Nul besoin d’être trop équipé ni appareillé, surtout pas d’appareils à l’obsolescence programmée, pas trop connecté, juste ce qu’il faut au cas où, en cas d’urgence, et encore. L’idée c’est d’aller à la rencontre du monde et d’autres personnes, il y aura bien toujours quelqu’un pour le renseigner, quelques cartes IGN suffiront. Il n’est pas question ici de prévoir quoi que ce soit, la marche ne s’entremêle pas nécessairement aux projets d’œuvres, de constructions, d’installations, qui sont au cœur de sa démarche artistique, bien qu’en chemin, il va apprendre à concevoir un four à cuisson pour la céramique. C’est un autre espace à l’occasion duquel se renseigner sur le monde et sur son histoire. En définitive, la connaissance historique n’est pas un labeur intellectuel, c’est le travail du marcheur.

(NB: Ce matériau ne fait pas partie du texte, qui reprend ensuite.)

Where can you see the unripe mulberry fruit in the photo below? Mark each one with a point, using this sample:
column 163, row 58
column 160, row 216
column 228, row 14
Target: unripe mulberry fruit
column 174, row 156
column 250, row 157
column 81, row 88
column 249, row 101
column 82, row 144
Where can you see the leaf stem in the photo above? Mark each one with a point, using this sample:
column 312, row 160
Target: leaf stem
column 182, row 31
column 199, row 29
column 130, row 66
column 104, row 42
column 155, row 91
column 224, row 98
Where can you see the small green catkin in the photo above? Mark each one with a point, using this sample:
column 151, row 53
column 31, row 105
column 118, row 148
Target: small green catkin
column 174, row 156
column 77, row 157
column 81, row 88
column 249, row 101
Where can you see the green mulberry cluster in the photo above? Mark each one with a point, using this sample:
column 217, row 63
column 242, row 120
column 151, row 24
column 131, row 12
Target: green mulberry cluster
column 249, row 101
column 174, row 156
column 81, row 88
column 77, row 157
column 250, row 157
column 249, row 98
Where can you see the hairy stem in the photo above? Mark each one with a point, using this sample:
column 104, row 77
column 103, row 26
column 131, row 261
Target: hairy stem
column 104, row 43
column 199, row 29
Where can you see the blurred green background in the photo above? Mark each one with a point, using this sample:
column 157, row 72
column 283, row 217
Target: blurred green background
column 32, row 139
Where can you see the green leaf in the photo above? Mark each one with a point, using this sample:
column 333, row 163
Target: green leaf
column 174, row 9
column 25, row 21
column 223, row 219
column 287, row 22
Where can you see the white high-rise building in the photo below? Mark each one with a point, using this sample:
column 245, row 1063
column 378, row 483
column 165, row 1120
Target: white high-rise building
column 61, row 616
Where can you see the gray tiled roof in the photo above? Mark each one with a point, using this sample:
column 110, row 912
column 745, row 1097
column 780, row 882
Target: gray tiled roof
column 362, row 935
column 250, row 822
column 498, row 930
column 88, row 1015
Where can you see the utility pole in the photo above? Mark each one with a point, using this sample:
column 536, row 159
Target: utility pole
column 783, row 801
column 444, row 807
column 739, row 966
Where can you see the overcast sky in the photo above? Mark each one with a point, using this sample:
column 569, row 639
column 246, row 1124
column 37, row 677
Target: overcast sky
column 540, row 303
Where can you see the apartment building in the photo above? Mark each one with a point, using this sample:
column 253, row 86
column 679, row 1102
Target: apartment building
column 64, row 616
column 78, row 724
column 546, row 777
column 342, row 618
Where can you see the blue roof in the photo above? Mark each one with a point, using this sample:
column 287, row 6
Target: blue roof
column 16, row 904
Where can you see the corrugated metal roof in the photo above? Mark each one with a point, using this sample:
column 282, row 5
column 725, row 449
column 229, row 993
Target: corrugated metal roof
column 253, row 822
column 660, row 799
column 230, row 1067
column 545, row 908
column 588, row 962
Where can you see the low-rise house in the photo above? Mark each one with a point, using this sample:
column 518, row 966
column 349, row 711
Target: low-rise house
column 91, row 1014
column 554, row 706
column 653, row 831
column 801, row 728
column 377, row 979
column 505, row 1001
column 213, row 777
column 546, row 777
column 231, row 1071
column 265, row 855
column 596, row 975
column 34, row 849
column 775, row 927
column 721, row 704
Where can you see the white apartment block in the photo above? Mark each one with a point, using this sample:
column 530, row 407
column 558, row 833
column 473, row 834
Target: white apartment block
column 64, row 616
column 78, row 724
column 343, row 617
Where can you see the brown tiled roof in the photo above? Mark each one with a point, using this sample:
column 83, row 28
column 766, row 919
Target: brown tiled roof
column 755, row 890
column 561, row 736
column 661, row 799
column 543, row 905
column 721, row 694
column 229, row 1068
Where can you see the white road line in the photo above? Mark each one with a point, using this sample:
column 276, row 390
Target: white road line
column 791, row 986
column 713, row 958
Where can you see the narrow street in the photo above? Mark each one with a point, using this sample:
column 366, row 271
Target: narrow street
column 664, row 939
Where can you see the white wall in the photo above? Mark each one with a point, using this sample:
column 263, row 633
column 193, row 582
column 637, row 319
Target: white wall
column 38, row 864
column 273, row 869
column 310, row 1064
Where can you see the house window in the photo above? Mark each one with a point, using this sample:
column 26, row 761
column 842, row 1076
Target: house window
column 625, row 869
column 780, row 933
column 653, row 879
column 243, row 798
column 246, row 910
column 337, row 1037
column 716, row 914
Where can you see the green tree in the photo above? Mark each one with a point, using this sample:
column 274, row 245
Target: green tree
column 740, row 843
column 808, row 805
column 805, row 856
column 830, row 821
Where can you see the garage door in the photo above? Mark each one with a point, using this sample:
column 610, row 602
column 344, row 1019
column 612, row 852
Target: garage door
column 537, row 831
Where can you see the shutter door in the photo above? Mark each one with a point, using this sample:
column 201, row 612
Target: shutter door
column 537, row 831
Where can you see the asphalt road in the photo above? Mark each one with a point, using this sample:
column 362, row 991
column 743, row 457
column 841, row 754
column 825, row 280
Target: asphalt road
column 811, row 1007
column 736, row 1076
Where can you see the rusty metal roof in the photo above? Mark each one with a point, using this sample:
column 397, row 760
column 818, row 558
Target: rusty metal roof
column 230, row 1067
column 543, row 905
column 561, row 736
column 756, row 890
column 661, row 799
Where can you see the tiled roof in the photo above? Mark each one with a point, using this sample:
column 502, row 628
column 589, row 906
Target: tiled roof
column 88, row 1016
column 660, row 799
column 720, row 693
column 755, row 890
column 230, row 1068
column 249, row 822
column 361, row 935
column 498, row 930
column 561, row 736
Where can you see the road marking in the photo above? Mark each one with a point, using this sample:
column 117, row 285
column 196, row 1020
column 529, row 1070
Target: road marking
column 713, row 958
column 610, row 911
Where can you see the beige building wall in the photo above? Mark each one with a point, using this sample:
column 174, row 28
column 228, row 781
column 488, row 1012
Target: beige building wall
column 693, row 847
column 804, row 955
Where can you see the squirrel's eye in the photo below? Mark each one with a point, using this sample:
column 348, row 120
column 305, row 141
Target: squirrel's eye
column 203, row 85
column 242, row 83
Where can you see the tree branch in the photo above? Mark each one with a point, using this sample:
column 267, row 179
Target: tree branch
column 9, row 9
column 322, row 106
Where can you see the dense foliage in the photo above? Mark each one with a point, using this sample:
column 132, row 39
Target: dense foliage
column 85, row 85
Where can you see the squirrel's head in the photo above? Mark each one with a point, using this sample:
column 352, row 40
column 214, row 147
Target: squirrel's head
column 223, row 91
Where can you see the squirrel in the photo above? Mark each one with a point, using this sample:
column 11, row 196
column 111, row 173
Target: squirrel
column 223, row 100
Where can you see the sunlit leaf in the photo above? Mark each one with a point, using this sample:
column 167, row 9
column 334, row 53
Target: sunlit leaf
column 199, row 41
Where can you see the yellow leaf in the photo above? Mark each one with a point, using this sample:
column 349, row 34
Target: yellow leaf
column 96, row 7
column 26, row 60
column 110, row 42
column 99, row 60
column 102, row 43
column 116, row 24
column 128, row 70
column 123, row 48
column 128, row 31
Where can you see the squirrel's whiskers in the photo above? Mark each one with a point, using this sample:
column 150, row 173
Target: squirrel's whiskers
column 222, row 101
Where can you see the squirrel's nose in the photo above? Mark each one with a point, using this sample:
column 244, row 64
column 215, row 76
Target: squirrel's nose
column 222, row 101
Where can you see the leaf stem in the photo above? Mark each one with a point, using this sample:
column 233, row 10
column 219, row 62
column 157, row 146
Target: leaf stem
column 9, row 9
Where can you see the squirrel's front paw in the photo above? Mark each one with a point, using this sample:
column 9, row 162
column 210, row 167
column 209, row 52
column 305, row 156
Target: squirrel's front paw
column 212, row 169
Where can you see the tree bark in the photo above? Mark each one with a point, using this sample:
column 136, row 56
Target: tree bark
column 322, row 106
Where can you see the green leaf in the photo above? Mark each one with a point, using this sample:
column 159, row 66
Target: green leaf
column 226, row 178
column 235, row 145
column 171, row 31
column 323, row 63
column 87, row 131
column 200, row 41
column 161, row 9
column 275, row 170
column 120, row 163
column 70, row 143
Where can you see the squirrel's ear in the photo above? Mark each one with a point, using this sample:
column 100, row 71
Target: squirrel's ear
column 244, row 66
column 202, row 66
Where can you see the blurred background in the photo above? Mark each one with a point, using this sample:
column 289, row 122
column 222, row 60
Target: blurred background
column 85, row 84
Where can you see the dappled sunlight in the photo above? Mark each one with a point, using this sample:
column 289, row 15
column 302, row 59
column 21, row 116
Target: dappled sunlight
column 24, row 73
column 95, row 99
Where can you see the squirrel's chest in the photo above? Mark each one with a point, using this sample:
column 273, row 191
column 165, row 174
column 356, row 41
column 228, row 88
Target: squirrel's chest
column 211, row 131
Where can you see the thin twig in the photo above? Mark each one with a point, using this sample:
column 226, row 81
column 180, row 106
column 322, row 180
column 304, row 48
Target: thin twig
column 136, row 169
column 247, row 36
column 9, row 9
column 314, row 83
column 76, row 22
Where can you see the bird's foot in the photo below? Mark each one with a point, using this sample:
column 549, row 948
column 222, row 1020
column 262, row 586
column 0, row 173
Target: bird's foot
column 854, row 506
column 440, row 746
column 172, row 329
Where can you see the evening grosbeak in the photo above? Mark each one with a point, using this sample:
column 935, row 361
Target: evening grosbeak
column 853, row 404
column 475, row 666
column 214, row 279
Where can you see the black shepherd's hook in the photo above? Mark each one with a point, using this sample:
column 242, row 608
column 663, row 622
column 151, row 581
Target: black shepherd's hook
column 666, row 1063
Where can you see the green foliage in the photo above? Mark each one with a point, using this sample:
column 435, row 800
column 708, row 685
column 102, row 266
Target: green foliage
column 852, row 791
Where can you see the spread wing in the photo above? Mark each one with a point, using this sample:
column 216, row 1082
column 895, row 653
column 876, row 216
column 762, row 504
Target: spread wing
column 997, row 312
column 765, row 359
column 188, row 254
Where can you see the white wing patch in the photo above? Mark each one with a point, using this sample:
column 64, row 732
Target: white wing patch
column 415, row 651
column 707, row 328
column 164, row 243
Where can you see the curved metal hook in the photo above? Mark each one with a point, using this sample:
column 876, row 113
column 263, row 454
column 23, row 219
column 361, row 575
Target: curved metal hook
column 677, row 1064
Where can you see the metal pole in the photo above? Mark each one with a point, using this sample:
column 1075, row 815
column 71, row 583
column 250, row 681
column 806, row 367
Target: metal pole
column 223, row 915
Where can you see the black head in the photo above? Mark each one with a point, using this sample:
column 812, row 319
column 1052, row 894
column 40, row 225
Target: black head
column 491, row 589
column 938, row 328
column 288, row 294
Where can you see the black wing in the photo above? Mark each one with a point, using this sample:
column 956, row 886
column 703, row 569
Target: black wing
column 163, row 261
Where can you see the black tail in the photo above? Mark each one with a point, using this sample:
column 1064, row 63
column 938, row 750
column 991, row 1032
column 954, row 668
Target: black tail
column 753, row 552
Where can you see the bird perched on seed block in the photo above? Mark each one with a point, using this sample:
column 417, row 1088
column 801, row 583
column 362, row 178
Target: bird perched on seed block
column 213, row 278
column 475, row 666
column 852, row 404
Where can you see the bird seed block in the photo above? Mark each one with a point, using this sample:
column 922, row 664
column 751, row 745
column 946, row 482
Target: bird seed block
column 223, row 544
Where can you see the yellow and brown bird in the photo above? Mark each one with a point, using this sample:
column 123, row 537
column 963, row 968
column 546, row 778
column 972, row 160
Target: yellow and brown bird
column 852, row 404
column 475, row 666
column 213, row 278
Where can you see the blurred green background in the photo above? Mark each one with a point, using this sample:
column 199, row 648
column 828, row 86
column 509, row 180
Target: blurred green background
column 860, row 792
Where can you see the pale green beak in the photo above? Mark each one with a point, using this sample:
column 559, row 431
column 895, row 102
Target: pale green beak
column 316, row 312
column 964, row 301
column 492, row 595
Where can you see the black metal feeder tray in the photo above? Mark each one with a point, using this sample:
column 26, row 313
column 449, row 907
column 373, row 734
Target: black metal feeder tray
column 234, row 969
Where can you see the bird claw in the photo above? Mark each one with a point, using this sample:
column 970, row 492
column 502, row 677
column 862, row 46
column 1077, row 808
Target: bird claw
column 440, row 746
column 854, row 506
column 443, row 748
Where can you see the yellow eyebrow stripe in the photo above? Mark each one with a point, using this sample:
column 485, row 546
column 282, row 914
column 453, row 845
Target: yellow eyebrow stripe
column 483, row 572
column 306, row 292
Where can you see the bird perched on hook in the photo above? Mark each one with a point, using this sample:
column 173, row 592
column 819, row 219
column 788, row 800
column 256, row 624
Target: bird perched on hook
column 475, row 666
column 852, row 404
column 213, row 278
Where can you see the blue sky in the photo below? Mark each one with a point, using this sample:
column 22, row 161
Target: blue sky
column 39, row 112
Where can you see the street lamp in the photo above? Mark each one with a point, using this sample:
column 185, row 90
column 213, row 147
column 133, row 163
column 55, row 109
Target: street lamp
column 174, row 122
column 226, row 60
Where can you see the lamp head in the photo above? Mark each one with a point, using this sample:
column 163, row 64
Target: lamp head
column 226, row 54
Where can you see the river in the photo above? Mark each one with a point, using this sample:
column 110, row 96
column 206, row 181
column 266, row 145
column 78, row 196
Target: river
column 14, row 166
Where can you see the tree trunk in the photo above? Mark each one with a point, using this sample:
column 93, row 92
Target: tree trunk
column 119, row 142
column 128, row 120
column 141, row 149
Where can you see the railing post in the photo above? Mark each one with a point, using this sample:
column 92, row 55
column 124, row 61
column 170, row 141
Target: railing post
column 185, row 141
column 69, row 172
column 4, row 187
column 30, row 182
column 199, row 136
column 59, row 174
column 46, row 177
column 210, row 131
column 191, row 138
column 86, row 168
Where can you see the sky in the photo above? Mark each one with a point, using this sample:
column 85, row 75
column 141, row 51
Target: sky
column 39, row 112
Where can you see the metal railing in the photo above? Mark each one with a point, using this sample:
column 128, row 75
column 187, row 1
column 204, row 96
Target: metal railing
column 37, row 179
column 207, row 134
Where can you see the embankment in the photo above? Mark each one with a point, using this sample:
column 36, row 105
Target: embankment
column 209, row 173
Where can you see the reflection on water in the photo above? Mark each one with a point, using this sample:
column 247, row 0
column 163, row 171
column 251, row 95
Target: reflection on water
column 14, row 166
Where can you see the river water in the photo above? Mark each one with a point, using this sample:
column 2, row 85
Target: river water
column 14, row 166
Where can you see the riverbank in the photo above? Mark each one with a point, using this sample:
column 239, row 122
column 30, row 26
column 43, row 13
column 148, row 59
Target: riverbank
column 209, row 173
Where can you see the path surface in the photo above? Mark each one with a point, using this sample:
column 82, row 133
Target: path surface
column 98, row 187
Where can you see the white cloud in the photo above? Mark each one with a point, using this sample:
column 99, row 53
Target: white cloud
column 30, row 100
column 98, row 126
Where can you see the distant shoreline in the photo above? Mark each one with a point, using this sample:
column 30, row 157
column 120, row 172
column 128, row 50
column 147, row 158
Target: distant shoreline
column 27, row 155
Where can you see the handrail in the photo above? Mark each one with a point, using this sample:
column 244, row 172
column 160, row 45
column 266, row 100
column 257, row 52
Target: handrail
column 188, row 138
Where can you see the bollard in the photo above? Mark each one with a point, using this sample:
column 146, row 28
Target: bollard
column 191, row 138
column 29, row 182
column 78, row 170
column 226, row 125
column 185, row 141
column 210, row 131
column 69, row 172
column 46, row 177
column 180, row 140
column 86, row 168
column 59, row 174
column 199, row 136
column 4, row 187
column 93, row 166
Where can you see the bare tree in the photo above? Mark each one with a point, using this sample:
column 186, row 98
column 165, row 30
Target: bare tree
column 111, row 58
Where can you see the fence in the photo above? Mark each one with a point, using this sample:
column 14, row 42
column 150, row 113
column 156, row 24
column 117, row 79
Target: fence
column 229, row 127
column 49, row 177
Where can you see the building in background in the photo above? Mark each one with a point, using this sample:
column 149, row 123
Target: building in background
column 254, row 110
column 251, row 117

Gnose 1. Laisser ses chances à l’initiation, loin de la grâce des motifs
Il s’est laissé filmer en train de réaliser des moulages de ses pieds. La caméra propose des gros plans, des très gros plans ou des plans rapprochés. Le sol est gris, parsemé de diverses poussières et de marques de frottements, c’est un endroit de travail. Son corps est en action, plié en deux pour mieux approcher le sol, plus précisément, les pieds posés au sol. Les gestes sont rapides et nets, des petits coups pour que le pied gauche, celui du genou plié, l’autre étant au sol, donnés par les mains, sur les morceaux de terre ocre rouge encore crue qui entoure le pied, pour que le pied gauche, soit recouvert de terre, entièrement, jusqu’à la cheville. Les poignées de terre crue sont saisies à pleines mains, lesquelles les dissolvent autour du pied afin qu’elles ne forment plus qu’une seule masse, couche après couche, étalement après étalement, martellement après martellement. Il y a du bruit et de la danse dans l’imagination de celui qui regarde, pourtant le film est muet, il n’y a pas de son, car le bruit n’a peut-être pas été enregistré, parce que de la terre crue sur de la peau, ça ne s’écoute pas, ça se ressent de l’intérieur ou ça se regarde, ça réinvente les bruits de tout ce qui ne peut pas s’écouter d’habitude : frottement, arrachage, pincement, picotement, enfoncement. Ailleurs : découpage, nettoyage, façonnage, brassage, nouage, amoncellement, clouage, martellement (ci-déjà nommé), emboîtement, enfournage, liquidation, accumulation, liquéfaction, cuisson, séchage, fixage. Création des lieux de l’atelier, lorsque celui-ci se sédentarise et se calcifie un temps pour être mieux pulvérisé dans la main de l’artiste démultipliée, sur ses pieds renchéris de doubles, de triples, de quadruples jeux de chair et d’os, moulés, démoulés, surpiqués. Peut-être. Le vide entre le pied et la terre n’existe plus, le pied est enfermé sous cette matière humide, souple et granuleuse, il ne respire pas, il se tait, car il n’y a plus d’air, et il fait noir, la lumière ne passe pas.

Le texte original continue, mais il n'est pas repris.